Help setting out a proof about the circle $x^{2} + y^{2} + 2gx + 2fy + c = 0$ 
16. Given that the circle
$$x^{2} + y^{2} + 2gx + 2fy + c = 0$$
touches the $y$-axis, prove that $f^{2} = c$.

So, because the circle touches the $y$-axis, we know that there is a solution to this equation where $x = 0$, so we can say:
$y^{2} + 2fy + c = 0$
And now the answer seems so attainable, because, when we factorise this quadratic, we will have:
$(y + f)^{2} = 0$, where $f = \sqrt{c}$. But I just don't know - is that enough to constitute the proof? It doesn't seem very well explained, I'm just going on my experience of quadratic equations.
I tried rewriting the equation as:
$(y + f)^{2} - f^{2} + c = 0$, which seems so close - but I haven't been able to do anything with this.

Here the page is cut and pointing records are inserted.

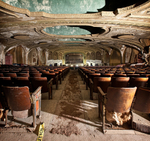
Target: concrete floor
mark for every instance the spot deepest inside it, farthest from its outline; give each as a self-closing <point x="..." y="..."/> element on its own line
<point x="69" y="116"/>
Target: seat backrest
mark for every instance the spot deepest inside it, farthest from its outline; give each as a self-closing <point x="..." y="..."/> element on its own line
<point x="119" y="99"/>
<point x="23" y="74"/>
<point x="23" y="81"/>
<point x="39" y="81"/>
<point x="103" y="82"/>
<point x="18" y="98"/>
<point x="5" y="81"/>
<point x="142" y="100"/>
<point x="119" y="75"/>
<point x="35" y="74"/>
<point x="107" y="74"/>
<point x="92" y="75"/>
<point x="120" y="81"/>
<point x="133" y="75"/>
<point x="138" y="81"/>
<point x="12" y="75"/>
<point x="1" y="75"/>
<point x="49" y="76"/>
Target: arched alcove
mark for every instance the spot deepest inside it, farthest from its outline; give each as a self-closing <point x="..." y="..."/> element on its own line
<point x="32" y="57"/>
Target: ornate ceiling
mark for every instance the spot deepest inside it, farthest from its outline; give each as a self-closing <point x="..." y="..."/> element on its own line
<point x="86" y="31"/>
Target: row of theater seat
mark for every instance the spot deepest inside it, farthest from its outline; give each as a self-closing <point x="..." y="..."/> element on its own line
<point x="93" y="79"/>
<point x="21" y="89"/>
<point x="120" y="92"/>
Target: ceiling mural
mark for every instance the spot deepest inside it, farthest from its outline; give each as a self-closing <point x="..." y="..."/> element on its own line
<point x="59" y="6"/>
<point x="75" y="25"/>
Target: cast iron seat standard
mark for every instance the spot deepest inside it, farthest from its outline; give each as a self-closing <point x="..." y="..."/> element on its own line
<point x="5" y="81"/>
<point x="103" y="82"/>
<point x="21" y="103"/>
<point x="49" y="76"/>
<point x="42" y="81"/>
<point x="133" y="75"/>
<point x="20" y="74"/>
<point x="120" y="81"/>
<point x="142" y="105"/>
<point x="91" y="76"/>
<point x="116" y="100"/>
<point x="23" y="81"/>
<point x="138" y="81"/>
<point x="1" y="75"/>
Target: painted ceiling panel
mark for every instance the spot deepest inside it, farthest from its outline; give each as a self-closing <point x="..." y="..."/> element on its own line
<point x="66" y="30"/>
<point x="59" y="6"/>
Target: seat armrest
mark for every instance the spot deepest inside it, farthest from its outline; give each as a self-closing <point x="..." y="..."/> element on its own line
<point x="36" y="95"/>
<point x="90" y="80"/>
<point x="50" y="81"/>
<point x="100" y="91"/>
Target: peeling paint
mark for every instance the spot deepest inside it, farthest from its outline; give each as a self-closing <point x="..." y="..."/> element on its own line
<point x="59" y="6"/>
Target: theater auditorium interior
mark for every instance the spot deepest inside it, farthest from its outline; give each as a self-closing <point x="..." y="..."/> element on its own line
<point x="74" y="70"/>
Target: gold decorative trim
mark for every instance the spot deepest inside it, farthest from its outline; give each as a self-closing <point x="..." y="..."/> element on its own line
<point x="4" y="11"/>
<point x="123" y="12"/>
<point x="48" y="15"/>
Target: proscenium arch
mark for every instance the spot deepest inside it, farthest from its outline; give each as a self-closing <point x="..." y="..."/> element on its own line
<point x="73" y="52"/>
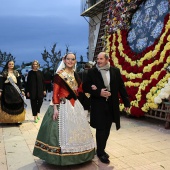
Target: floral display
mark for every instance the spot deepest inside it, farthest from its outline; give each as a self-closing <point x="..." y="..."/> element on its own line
<point x="145" y="74"/>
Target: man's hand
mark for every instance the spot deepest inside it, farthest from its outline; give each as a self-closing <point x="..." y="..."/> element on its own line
<point x="105" y="93"/>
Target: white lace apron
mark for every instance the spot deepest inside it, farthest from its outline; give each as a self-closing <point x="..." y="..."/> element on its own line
<point x="74" y="130"/>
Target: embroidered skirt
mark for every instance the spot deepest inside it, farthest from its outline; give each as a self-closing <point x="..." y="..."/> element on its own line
<point x="7" y="118"/>
<point x="66" y="141"/>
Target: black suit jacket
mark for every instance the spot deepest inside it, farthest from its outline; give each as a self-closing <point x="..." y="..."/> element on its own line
<point x="104" y="112"/>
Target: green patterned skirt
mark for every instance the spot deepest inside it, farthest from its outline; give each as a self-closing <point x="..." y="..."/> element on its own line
<point x="47" y="144"/>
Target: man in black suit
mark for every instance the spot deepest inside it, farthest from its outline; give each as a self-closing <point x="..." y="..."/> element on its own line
<point x="105" y="83"/>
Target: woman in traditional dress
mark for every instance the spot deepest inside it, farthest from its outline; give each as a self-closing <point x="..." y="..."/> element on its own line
<point x="11" y="92"/>
<point x="35" y="89"/>
<point x="64" y="137"/>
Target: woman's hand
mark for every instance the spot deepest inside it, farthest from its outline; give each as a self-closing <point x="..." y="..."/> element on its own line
<point x="94" y="87"/>
<point x="56" y="113"/>
<point x="44" y="93"/>
<point x="28" y="94"/>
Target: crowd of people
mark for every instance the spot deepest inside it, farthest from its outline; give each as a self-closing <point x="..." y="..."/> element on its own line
<point x="65" y="137"/>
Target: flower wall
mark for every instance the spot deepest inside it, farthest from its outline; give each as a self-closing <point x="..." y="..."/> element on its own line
<point x="146" y="79"/>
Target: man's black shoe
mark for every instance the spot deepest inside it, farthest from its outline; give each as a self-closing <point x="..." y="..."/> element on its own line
<point x="104" y="159"/>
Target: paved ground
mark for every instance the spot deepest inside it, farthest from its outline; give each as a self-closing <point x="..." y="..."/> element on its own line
<point x="141" y="144"/>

So, how do I do this formally.
 A: By "touches" I take it the problem intends tangency, or "touches at exactly one point". If this is the case the answer can be gotten by the quadratic formula, or actually just its discriminant.
Now, call $(x_0,y_0)$ the point of tangency (it's nice to distinguish between particular points and "variables" that are used in the equation of the circle). Of course, $x_0 = 0$ like you said. You also correctly stated that $y_0$ must satisfy the quadratic $$y_0^2+2fy_0+c = 0$$
Look at the discriminant of the quadratic: $$\Delta = 4f^2 - 4c = 4(f^2 - c)$$
If $y_0$ is the only point where the circle intersects the $y$-axis, what must the discriminant be?
A: If the $y$-axis touches the circle, then the middle point lies $r$ above the $y$-axis so it has middle point $(r,a)$ or $(-r,a)$ for some $a$.
Therefore the formula of the circle is $(x-r)^2+(y-a)^2=r^2$ or $(x+r)^2+(y-a)^2=r^2$
We can rewrite your equation as $(x+g)^2+(x+f)^2=g^2+f^2-c$. Further, $g=\pm r$, so $g^2=r^2$, so the equation is $(x+g)^2+(x+f)^2=r^2+f^2-c$. This gives $f^2-c=0$, so $f^2=c$.